L’inazione climatica nei prossimi 50 anni ci costerà mille miliardi
Secondo un rapporto di Deloitte, contenere l’aumento di temperatura sotto a 1,5°C permetterebbe all’Italia di godere dei benefici della transizione energetica già dal 2043.
di Tommaso Tautonico
La decarbonizzazione del nostro Paese in un contesto di riscaldamento globale entro 1,5°C, garantirebbe ogni anno 470 mila nuovi posti di lavoro e un differenziale positivo del Pil pari al 3,3% nel 2070. Lo dichiara il Rapporto “Italy’s turning point - accelerating new growth on the path to net zero” pubblicato da Deloitte. Al contrario, un aumento della temperatura di circa 3°C produrrebbe all’Italia, nei prossimi 50 anni, un danno in termini economici, ambientali e per la salute umana, pari a più di mille miliardi di euro.
Lo scenario. In questo scenario, continua il rapporto, nel 2070 l’Italia dovrebbe confrontarsi con una ridotta produttività, con mancanza di nuovi investimenti e scarsa innovazione, una situazione che porterebbe alla perdita di 21 milioni di posti di lavoro (cioè 420mila posti di lavoro in meno per ciascun anno), con i cinque settori economici principali (l’85% del Pil italiano) – servizi privati e pubblici, manifattura, commercio al dettaglio e turismo, edilizia e trasporti, fortemente esposti ai rischi del cambiamento climatico.

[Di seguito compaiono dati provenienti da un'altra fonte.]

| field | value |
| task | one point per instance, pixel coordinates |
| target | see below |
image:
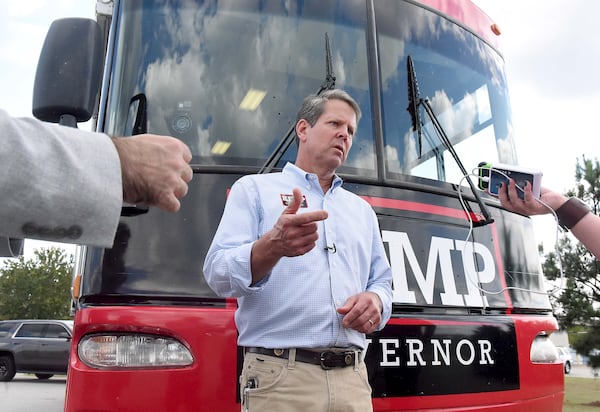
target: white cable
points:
(470, 232)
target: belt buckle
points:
(328, 360)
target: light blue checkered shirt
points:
(295, 305)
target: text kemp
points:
(440, 255)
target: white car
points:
(565, 355)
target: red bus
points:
(471, 317)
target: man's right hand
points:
(292, 235)
(155, 170)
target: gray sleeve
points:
(58, 183)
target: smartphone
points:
(500, 173)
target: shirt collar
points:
(295, 170)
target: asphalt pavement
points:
(583, 371)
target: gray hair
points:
(313, 105)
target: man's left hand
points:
(362, 312)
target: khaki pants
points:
(282, 385)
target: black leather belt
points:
(326, 359)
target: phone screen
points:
(496, 179)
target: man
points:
(68, 185)
(306, 261)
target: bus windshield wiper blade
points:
(284, 144)
(414, 102)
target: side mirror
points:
(11, 247)
(69, 71)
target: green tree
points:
(577, 306)
(37, 288)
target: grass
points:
(581, 394)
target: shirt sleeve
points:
(380, 278)
(227, 267)
(58, 183)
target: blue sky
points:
(552, 54)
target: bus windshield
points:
(227, 79)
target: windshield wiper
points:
(414, 102)
(288, 138)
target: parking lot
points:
(26, 393)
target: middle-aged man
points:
(68, 185)
(306, 261)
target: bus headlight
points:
(133, 351)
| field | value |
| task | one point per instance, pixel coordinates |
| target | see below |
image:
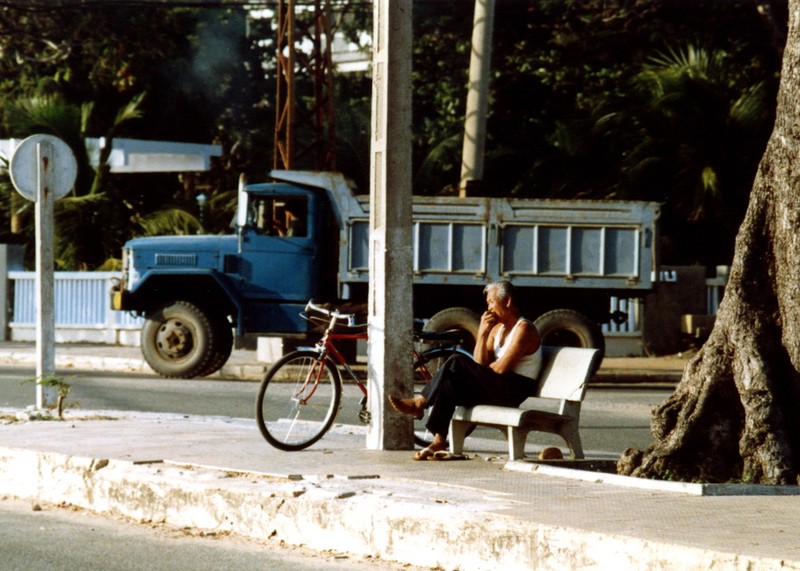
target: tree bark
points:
(735, 415)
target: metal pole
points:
(46, 397)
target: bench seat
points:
(564, 378)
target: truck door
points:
(278, 260)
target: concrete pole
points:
(477, 95)
(390, 307)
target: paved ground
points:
(481, 513)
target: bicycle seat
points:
(453, 336)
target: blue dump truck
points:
(305, 235)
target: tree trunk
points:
(735, 415)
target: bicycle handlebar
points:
(350, 318)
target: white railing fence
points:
(82, 309)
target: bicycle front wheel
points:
(298, 400)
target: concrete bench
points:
(565, 374)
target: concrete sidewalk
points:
(218, 474)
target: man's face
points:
(494, 305)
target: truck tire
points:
(456, 318)
(569, 328)
(178, 340)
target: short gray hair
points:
(503, 289)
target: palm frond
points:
(170, 221)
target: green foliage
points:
(588, 98)
(62, 387)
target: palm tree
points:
(93, 220)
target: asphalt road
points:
(612, 419)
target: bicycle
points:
(300, 395)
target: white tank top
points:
(530, 365)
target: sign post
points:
(43, 170)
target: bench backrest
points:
(566, 372)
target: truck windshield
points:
(279, 216)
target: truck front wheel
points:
(569, 328)
(178, 340)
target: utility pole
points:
(390, 308)
(473, 151)
(295, 28)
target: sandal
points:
(425, 454)
(444, 456)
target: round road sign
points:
(46, 156)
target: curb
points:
(391, 520)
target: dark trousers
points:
(463, 382)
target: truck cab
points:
(195, 291)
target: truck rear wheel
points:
(461, 318)
(569, 328)
(178, 340)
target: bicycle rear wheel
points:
(298, 400)
(425, 368)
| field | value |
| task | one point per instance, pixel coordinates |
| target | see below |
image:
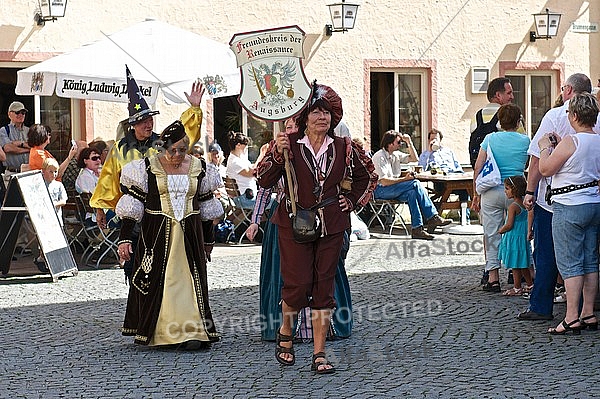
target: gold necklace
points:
(179, 184)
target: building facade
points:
(408, 66)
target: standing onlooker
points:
(510, 152)
(515, 249)
(556, 121)
(574, 165)
(485, 121)
(101, 148)
(197, 150)
(13, 139)
(392, 185)
(242, 170)
(215, 157)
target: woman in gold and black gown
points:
(168, 297)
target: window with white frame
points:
(399, 101)
(535, 92)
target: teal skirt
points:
(271, 284)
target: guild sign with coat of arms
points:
(274, 86)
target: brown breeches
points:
(308, 270)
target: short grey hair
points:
(580, 83)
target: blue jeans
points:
(494, 206)
(575, 232)
(413, 193)
(542, 296)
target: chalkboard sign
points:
(27, 193)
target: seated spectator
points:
(89, 163)
(215, 157)
(241, 169)
(198, 151)
(437, 156)
(56, 188)
(73, 169)
(392, 185)
(101, 148)
(37, 140)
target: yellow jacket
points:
(108, 190)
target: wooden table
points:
(450, 182)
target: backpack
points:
(224, 231)
(477, 136)
(2, 166)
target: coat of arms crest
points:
(274, 86)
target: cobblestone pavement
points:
(423, 329)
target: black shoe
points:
(41, 265)
(418, 233)
(494, 286)
(437, 221)
(530, 315)
(485, 277)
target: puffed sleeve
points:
(134, 185)
(364, 177)
(271, 168)
(107, 194)
(192, 121)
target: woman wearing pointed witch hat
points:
(137, 144)
(168, 295)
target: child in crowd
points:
(515, 249)
(57, 190)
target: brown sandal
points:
(513, 292)
(323, 362)
(279, 350)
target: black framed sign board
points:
(27, 194)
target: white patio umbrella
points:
(159, 56)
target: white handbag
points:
(489, 176)
(211, 208)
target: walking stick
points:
(288, 175)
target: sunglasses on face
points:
(181, 150)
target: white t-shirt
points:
(235, 165)
(581, 168)
(556, 121)
(389, 165)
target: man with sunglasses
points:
(13, 139)
(403, 187)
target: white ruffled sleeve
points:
(212, 180)
(134, 182)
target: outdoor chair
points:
(239, 216)
(102, 242)
(387, 213)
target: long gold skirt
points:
(179, 319)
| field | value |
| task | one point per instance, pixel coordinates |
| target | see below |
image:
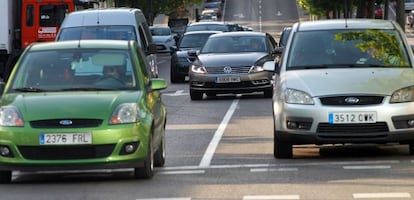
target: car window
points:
(98, 32)
(344, 48)
(76, 69)
(193, 41)
(235, 44)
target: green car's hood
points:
(55, 105)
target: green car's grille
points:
(66, 123)
(66, 152)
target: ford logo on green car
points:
(80, 105)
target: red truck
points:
(23, 22)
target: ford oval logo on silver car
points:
(65, 122)
(227, 69)
(351, 100)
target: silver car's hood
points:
(321, 82)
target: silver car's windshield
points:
(347, 48)
(98, 32)
(77, 69)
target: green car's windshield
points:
(75, 70)
(347, 48)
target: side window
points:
(143, 41)
(29, 15)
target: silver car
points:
(343, 81)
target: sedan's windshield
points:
(347, 48)
(232, 44)
(78, 69)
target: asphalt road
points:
(221, 149)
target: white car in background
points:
(163, 37)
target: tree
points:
(152, 8)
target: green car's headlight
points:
(298, 97)
(125, 113)
(10, 116)
(403, 95)
(198, 69)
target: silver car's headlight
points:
(125, 113)
(10, 116)
(198, 69)
(298, 97)
(403, 95)
(256, 68)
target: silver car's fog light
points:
(129, 148)
(302, 124)
(5, 151)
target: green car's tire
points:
(146, 171)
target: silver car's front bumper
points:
(309, 124)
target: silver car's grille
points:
(229, 70)
(352, 100)
(352, 128)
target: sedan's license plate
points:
(227, 79)
(352, 117)
(65, 138)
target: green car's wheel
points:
(5, 176)
(146, 171)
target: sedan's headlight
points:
(198, 69)
(298, 97)
(403, 95)
(125, 113)
(10, 116)
(256, 68)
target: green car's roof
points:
(108, 44)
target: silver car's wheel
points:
(5, 176)
(282, 149)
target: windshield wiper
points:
(29, 89)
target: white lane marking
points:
(180, 198)
(183, 172)
(270, 197)
(307, 164)
(273, 169)
(208, 155)
(368, 167)
(381, 195)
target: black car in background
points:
(180, 60)
(232, 63)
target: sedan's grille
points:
(66, 123)
(352, 128)
(358, 100)
(229, 70)
(66, 152)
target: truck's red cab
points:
(41, 19)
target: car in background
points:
(232, 63)
(344, 81)
(180, 59)
(163, 38)
(207, 26)
(284, 35)
(80, 105)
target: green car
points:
(80, 105)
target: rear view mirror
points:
(108, 59)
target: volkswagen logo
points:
(351, 100)
(65, 122)
(227, 69)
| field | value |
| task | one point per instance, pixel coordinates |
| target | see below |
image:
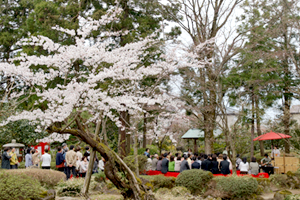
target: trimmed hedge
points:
(99, 177)
(161, 181)
(142, 161)
(72, 187)
(194, 180)
(237, 187)
(48, 178)
(18, 186)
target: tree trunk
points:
(195, 146)
(252, 126)
(286, 121)
(130, 186)
(89, 172)
(232, 147)
(209, 135)
(144, 131)
(135, 149)
(122, 135)
(128, 136)
(261, 143)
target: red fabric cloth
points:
(175, 174)
(271, 136)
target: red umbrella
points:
(271, 136)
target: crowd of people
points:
(68, 160)
(9, 159)
(72, 161)
(218, 163)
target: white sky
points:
(271, 113)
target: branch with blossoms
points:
(96, 80)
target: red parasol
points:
(271, 136)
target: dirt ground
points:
(270, 195)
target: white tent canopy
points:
(54, 137)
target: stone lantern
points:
(17, 146)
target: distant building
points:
(295, 113)
(232, 116)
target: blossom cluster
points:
(97, 78)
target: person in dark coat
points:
(165, 164)
(195, 165)
(87, 152)
(215, 165)
(159, 162)
(184, 165)
(60, 160)
(206, 164)
(5, 164)
(224, 165)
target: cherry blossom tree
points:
(100, 79)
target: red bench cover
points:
(175, 174)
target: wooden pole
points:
(89, 172)
(195, 146)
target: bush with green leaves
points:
(130, 162)
(289, 180)
(194, 180)
(163, 191)
(18, 186)
(48, 178)
(161, 181)
(152, 148)
(72, 187)
(179, 191)
(99, 177)
(237, 187)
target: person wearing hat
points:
(165, 164)
(14, 159)
(71, 158)
(65, 148)
(5, 164)
(238, 161)
(184, 165)
(266, 160)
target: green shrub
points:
(179, 191)
(142, 161)
(163, 191)
(99, 177)
(293, 197)
(72, 187)
(18, 186)
(236, 186)
(280, 180)
(194, 180)
(289, 180)
(161, 181)
(48, 178)
(153, 150)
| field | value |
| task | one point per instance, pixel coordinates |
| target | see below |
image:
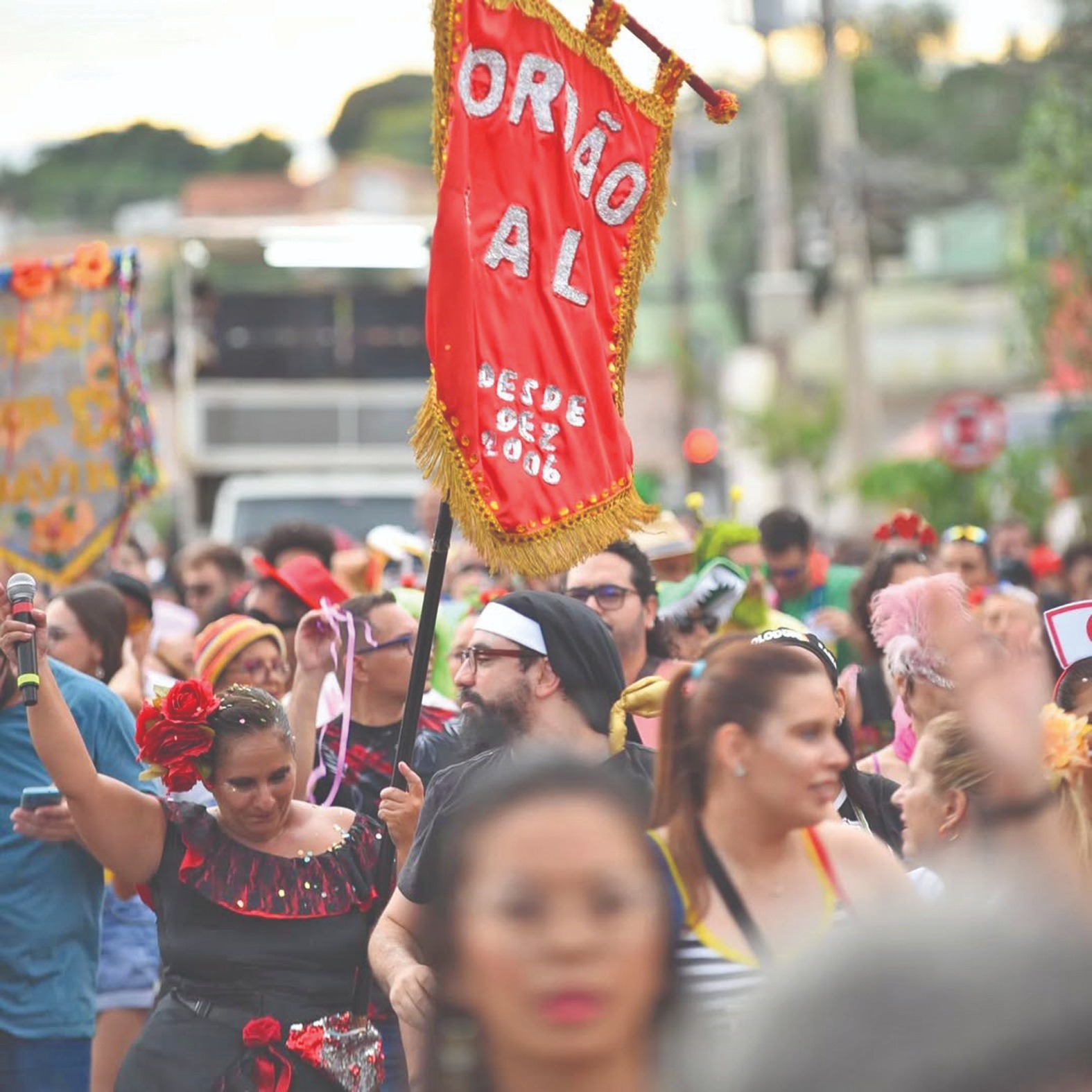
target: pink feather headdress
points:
(909, 621)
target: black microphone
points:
(21, 592)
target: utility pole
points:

Il modello sviluppato da Deloitte, al contrario di quello che sostengono molti critici secondo cui il processo di decarbonizzazione potrebbe rivelarsi troppo costoso, ipotizza (in uno scenario a +1,5°C) un costo della transizione pari a circa 0,7% del Pil annuo.
Turning point. L’anno della svolta, secondo il Report, è il 2043. In quell’anno i benefici della transizione ecologica inizieranno a superare i costi. Se l’Italia rafforzasse il suo impegno nel processo di decarbonizzazione, con adeguati investimenti in ricerca e sviluppo nel prossimo decennio, potrebbe essere uno dei primi Paesi in Europa a raccogliere i benefici economici della transizione ecologica, visto che la media europea del punto di svolta è fissata al 2050.
Il modello elaborato da Deloitte verso un Paese a impatto climatico zero prevede quattro fasi:
- dal 2021 al 2030, gli investimenti in innovazione saranno fondamentali per accelerare la trasformazione tecnologica e creare le condizioni di mercato per la decarbonizzazione. In questo decennio, evidenzia il Rapporto, l’Italia dovrà ripensare la sua dipendenza dai combustibili fossili, con un declino del consumo di petrolio e carbone, accompagnato dall’aumento di produzione dell’energia solare, che nel 2030 dovrebbe coprire il 40% del fabbisogno energetico. Una transizione che minimizzerebbe l’impatto negativo sul Pil italiano, determinandone una contrazione di appena lo 0,3% nel 2030;
- dal 2031 al 2040, i costi della transizione diminuirebbero di anno in anno, con un aumento di produzione di energia rinnovabile, di circa il 6% all’anno. In questo periodo, l’Italia sperimenterebbe un incremento dell’occupazione nel comparto “clean energy” così come nel settore edile. In questo scenario, dopo il 2045, l'industria manifatturiera beneficerebbe di una riduzione dei costi di produzione dovuta al calo dei costi delle energie rinnovabili, mentre la produzione di combustibili fossili continuerebbe a diminuire;
- dal 2041 al 2050, il percorso di decarbonizzazione sarebbe quasi ultimato in tutti i settori economici più importanti. L’aumento di temperatura sarebbe al di sotto dei 2°C e il Pil registrerebbe un differenziale positivo superiore dello 0,9% rispetto a un mondo caratterizzato da una temperatura di 3°C superiore ai livelli preindustriali;
- dopo il 2050, le maggiori economie a livello globale raggiungerebbero lo scenario a zero emissioni nette, mantenendo il riscaldamento medio globale a circa 1,5°C. In questo scenario l’economia italiana risulterebbe trasformata e caratterizzata dalla presenza di molteplici sistemi interconnessi a basse emissioni, che vanno dal settore energetico a quello dei servizi, trasporti, manifattura e agricoltura. Nel 2070, il Pil registrerebbe un differenziale positivo del 3,3% e fino a 470mila posti di lavoro in più rispetto allo scenario di inazione climatica.